Estamos vivendo uma pandemia. Para alguns, uma guerra contra um inimigo imperceptível, silencioso e poderoso, que já tirou a vida, até agora, de muitas e muitas pessoas em todo o planeta. Para a presidente da Fiocruz, primeira mulher no cargo em 120 anos de existência da instituição, uma crise sanitária e humanitária e, no Brasil, a situação ainda é agravada por um ambiente de forte desigualdade social [1].

A Covid-19 não pediu licença para modificar a vida das pessoas no mundo inteiro, assim como fez com que as instituições se reinventassem, inclusive as mais tradicionais, que desenvolvem atividades do sistema de Justiça, possibilitando a não interrupção dos serviços públicos do Poder Judiciário, por exemplo, a partir dos mecanismos proporcionados pela tecnologia da informação, com o incremento das atividades profissionais não presenciais.

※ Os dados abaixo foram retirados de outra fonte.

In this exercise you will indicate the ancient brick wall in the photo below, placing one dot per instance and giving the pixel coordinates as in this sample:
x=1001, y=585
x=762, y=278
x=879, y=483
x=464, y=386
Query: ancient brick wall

Nesse cenário, e atenta à nova realidade, no dia 12 de maio a Folha de São Paulo publicou a matéria intitulada “Em casa, procuradores, ministros e advogados conciliam processos com filhos e lives” [2]. Importantes atores foram ouvidos e compartilharam a rotina de trabalho desenhada para ser realizada em casa. O que chama a atenção? O lugar de fala é completamente masculino. Os personagens principais da narrativa são homens e as mulheres são referenciadas como coadjuvantes, mesmo quando dividem o espaço físico de trabalho e desempenham profissão também integrante do sistema de Justiça.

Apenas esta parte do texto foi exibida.